Good Technology Management is Never Enough

Organizations that depend on IT need good technology management. That’s obvious. What is not as obvious (except to good technology managers) is that good technology management is never enough. Unless you’ve got executives who understand the strategic challenges and opportunities of this technology and how to leverage it to meet their business objectives, your organization will always take a back seat to those organizations whose management actively accept as their responsibility the task of creating new business value from IT.

There is still a management culture out there that looks at IT as simply one among many necessary physical resources such as buildings, lighting, and telephones. Members of this management culture are not anti-technology. Give them a good business case (and tell them that their competition is already in the queue) and they will buy a prepackaged, well-documented call centre solution or ERP module, if they’ve got the money. They understand business process improvement as well as anyone but their perspective on the value that IT can deliver is usually circumscribed by a mixture of prudence, ignorance and fear.

These managers will accept change in bite-sized, business-process-by-business-process bits. But the process has got to be shrink-wrapped and on the shelf for a year or two before they’ll got for it.

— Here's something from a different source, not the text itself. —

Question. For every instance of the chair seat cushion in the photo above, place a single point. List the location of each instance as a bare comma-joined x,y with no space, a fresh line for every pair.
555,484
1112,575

As a consequence, their organization loses on both ends of the IT spectrum.

First off, none of the quirky, proprietary stuff that ends up five years later shrink-wrapped and on the shelf gets created in these cultures. These outfits will never gain a tactical competitive edge with their IT because they will not nurture the kind of atmosphere in which innovations in IT-based business value can get started. Innovations like telework, automated sales or service delivery, or web-based customer management are not going to be created here.

On the other end of the spectrum, management in these organizations generally will not use IT as a platform from which to rethink the fundamentals of their business. So there isn’t going to be any strategic heavy breathing either. Looking at their revenue streams as different IT-based business models and exploring how technological integration and new (say IP-based) technologies might support a radically efficient reshaping of the models and the organization itself is simply not on.

Many technology managers deal on a daily basis with members of this club. And it speaks to their professionalism and self-discipline that there are so few deaths by misadventure among their senior management. But what is an IT executive to do to bring their management culture out of the Jurassic Age?

FINDING THE VALUE PROPOSITION

There are no simple fixes of course, but I can tell you how to begin. The trick is to find out what the fundamental values of the organization are and to play to these in crafting a change strategy. For example, is the overarching value in your company tied to the quality of the goods it produces? Is it the way it treats its customers? Is it aggressive growth? Doesn’t matter. Whatever it is, that’s what you’ve got to work with.

Once you’ve locked on to the value that your organization uses more than any other to define itself, go out and find (or build, if you’re really creative) an IT-based business innovation that exemplifies that value. It could be a new search engine that will work over your customer base to reveal all sorts of new prospects; it could be a new way of using your e-mail as a base for a knowledge management initiative. Doesn’t matter.

What matters is how you introduce the innovation into your organization. Remember, you don’t want this to be a one-shot deal. You want to change your organization’s management culture. So the first step is to make sure that everything you say about the IT innovation is associated with the company value it is supposed to promote. What you’re selling to senior management is the value, not the technology.

The specific value in question will also point to the champion you’ll want to corral to front the work in the executive committee. If the innovation you’re trying to introduce will promote the enhancement of employee training, go for the VP of HR. If it’s an innovation in manufacturing, call up the VP Manufacturing, and so on.

Your biggest challenge is sustainability. It’s not enough to kick-start a process of cultural change; you’ve got to follow through, and that is generally something beyond the time and energy of most technology managers. You’re going to have to build a track record of value-based IT innovation before management begins to routinely expect and support such tactical initiatives. You’ll need a really impressive track record of such successes before you can even think of getting management to spend a two-day retreat on the strategic side of the change business. Better get started soon.